Some countries such as the United Kingdom have taken this matter seriously. After a long review process, the British government has recently implemented a new regulatory set-up for legal services in order to foster competition, innovation, consumer protection as well as a so-called accountable regulatory enforcement (under the Legal Services Act 2007).  These reforms were prepared by the Clementi report (published by December 2004) which argued for alternative business structures (allowing nonlawyers to go into business with lawyers as well as nonlawyer’s ownership of law firms including the possibility of public trading of shares in law firms), an independent agency to deal with disciplinary complaints (rather than leaving it to self-regulation; currently the Legal Ombudsman and the Office for Legal Complaints), and greater freedom for legal service providers to compete (under the supervision of the Legal Services Board operational since 2010). The reform failed to suppress the distinction between solicitors and barristers, but the new alternative business structures could in the future further contribute to blur this distinction. It is probably too early for a full-fledged assessment of the impact of these legal reforms on the market for legal services in the United Kingdom, but the general sense seems to be that they have modernized the institutional framework in the right direction while making the market more competitive just in time for the 2008 recession. I do not know of any empirical study on the effect of these reforms on legal fees but it would be important to know whether or not more competition and plausibly a better regulatory setup have reduced average fees.

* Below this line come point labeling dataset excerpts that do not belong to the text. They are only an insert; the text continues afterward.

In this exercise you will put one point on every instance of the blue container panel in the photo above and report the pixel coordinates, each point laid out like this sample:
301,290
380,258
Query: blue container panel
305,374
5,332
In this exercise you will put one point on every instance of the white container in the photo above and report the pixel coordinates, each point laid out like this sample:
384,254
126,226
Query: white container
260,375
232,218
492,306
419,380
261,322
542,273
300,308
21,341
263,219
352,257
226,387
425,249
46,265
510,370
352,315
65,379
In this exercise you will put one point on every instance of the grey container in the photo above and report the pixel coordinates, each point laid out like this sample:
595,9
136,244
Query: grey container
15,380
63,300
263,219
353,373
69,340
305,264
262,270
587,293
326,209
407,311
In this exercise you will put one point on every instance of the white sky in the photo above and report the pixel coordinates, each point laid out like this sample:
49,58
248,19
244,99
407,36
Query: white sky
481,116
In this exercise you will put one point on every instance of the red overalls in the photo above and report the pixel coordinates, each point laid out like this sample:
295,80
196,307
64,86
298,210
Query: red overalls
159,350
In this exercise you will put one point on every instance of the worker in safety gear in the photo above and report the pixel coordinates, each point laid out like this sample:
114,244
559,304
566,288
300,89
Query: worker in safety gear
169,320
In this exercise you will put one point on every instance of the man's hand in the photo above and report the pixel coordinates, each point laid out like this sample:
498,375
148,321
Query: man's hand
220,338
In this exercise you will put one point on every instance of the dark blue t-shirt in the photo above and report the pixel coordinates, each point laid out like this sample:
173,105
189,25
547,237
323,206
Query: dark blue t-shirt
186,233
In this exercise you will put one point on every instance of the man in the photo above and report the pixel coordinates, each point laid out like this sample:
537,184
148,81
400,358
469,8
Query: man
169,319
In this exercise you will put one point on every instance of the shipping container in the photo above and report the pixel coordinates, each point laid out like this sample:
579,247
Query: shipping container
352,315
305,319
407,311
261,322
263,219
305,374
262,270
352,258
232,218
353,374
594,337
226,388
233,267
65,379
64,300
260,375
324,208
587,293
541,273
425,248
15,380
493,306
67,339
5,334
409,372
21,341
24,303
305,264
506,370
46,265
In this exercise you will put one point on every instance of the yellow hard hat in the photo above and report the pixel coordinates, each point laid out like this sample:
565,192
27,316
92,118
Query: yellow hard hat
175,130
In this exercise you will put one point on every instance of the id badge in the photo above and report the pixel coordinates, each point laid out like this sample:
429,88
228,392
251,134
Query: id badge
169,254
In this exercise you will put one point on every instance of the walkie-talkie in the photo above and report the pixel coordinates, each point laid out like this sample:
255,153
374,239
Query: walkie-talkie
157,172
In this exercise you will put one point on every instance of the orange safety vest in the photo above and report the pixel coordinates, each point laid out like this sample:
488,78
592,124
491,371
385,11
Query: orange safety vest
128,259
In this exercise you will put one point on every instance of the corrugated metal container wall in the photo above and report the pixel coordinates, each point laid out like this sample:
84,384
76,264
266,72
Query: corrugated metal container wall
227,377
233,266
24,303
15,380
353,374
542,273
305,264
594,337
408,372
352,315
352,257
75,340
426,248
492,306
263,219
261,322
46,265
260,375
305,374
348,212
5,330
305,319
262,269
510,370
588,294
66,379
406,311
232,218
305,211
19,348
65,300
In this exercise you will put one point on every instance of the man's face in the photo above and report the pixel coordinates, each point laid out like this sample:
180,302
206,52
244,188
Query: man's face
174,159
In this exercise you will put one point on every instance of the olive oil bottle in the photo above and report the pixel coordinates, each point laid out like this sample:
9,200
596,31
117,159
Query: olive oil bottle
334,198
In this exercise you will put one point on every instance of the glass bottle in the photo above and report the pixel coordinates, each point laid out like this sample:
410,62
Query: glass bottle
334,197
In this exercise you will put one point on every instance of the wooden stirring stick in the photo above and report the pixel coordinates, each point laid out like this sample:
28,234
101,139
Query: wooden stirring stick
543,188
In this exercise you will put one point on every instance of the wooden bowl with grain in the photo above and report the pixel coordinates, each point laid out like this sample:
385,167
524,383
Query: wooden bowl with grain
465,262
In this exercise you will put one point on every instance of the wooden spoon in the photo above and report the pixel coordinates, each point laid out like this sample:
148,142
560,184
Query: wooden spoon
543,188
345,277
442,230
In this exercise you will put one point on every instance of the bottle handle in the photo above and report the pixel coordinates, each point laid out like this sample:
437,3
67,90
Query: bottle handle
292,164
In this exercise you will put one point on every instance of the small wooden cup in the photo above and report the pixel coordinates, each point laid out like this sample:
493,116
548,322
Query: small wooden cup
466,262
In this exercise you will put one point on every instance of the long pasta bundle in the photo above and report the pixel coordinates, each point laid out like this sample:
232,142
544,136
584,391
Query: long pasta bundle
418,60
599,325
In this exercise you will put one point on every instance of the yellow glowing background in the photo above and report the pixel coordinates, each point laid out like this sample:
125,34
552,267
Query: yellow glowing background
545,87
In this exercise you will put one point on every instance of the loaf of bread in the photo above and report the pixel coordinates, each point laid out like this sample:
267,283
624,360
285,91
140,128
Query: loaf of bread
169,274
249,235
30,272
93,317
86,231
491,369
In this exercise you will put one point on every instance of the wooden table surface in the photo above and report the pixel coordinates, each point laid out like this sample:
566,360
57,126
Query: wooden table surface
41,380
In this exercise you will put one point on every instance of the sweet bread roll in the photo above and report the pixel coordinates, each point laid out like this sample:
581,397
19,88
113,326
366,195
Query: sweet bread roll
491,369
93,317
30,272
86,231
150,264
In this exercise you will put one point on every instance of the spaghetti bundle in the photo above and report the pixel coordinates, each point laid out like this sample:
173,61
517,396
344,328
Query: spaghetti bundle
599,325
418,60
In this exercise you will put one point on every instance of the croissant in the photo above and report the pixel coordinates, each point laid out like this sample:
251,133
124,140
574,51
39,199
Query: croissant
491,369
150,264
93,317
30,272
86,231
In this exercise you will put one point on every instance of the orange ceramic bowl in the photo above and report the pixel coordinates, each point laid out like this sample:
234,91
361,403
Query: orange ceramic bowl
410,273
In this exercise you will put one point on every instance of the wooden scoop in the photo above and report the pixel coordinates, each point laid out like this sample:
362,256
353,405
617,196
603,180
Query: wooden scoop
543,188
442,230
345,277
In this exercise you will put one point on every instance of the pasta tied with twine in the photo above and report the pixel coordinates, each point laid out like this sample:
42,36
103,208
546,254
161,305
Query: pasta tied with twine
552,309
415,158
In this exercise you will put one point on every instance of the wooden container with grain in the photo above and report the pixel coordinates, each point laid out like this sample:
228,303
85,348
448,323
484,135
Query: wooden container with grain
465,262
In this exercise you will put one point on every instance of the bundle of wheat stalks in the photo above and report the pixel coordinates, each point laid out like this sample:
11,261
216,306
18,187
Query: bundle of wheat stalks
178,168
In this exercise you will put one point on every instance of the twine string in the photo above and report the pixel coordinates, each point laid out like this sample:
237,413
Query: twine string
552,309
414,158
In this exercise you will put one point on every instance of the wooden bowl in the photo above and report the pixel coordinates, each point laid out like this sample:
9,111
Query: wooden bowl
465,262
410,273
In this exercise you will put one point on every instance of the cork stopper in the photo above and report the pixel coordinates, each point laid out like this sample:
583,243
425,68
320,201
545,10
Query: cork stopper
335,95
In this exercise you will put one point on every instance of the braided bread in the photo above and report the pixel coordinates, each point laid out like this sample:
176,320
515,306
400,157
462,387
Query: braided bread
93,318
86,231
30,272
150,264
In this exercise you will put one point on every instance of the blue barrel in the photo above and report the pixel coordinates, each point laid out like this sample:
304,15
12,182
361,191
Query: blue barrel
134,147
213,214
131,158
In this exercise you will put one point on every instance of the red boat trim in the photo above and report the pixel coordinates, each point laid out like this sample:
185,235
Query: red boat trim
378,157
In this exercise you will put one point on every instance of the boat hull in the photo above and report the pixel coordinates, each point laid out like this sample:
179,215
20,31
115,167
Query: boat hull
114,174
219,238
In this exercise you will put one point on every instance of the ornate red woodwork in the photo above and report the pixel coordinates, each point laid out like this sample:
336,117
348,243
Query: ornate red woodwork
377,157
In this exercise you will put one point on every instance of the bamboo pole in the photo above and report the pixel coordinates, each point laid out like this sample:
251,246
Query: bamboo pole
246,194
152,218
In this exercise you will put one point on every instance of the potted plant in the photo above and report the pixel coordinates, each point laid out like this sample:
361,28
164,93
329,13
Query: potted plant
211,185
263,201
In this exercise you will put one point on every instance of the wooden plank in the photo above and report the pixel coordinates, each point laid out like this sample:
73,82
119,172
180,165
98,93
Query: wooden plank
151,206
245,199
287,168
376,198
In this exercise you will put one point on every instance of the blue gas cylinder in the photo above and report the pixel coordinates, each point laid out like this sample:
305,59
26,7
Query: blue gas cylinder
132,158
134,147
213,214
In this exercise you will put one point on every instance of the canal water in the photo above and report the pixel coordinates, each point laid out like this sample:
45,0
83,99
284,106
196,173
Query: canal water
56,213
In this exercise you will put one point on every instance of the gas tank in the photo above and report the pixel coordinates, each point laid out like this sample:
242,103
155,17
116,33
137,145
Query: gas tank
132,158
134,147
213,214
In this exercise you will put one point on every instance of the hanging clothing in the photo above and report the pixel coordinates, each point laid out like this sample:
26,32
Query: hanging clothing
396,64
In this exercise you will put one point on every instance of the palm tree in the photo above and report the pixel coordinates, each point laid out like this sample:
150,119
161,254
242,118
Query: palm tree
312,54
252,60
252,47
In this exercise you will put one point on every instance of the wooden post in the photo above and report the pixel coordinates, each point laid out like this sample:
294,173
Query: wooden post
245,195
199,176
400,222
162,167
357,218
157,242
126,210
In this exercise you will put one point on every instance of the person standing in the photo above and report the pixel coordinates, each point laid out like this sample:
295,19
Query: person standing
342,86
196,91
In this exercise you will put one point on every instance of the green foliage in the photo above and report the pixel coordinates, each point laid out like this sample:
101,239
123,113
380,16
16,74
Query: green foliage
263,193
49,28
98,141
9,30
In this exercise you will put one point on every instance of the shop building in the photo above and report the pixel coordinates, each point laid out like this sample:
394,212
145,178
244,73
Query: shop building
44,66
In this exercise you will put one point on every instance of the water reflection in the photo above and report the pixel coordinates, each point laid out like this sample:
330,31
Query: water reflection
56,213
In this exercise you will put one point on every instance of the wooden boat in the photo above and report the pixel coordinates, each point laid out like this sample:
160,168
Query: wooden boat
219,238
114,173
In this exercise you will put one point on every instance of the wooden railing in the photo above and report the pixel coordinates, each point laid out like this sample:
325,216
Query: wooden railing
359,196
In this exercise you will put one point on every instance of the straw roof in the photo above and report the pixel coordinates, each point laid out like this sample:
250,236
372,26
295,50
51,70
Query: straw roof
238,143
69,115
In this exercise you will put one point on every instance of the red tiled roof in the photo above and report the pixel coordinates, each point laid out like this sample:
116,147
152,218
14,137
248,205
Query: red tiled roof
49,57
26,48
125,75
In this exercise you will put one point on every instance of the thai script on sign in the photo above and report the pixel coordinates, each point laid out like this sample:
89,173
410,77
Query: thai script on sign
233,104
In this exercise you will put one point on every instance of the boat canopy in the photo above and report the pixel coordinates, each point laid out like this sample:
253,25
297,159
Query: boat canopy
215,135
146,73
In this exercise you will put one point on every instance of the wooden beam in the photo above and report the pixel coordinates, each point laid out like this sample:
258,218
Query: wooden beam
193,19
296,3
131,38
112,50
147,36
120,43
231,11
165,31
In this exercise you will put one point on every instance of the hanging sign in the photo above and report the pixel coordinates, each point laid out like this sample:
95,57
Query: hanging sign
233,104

Not all countries have moved in the direction of deregulation. Until recently Spain had no bar exam. Law graduates simply needed to register with the local bar at the end of their degree (of five years in the past, now four years). The consequence is that Spain has currently one of the highest numbers of lawyers in per capita terms (slightly behind the United States). However, a large proportion of these “lawyers” are actually not practicing law, but merely registered with the local bar. With the excuse that Spain was different from the other EU Member States, the Spanish government has introduced a bar exam in 2007, effective from 2011. At this stage, we do not know what the passing rates will be, but we can easily see the new bar exam being used to reduce entry to the profession under the pretense of improving quality.

Another example is Portugal. Law graduates are accepted for a training period at the end of which there is a (national) bar exam with a significantly high passing rate. Due to an expansion of legal education in the mid 1990s, the number of lawyers has increased considerably in the last decade or so. As a consequence there has been a pressure for more competition in a market traditionally characterized by strong cartelization and considerable rent-seeking. The response from the national bar was simple: introduce a new (national) bar exam to enter the training period with a passing rate of less than 10%. There is no doubt that such change has satisfied the “incumbents.”!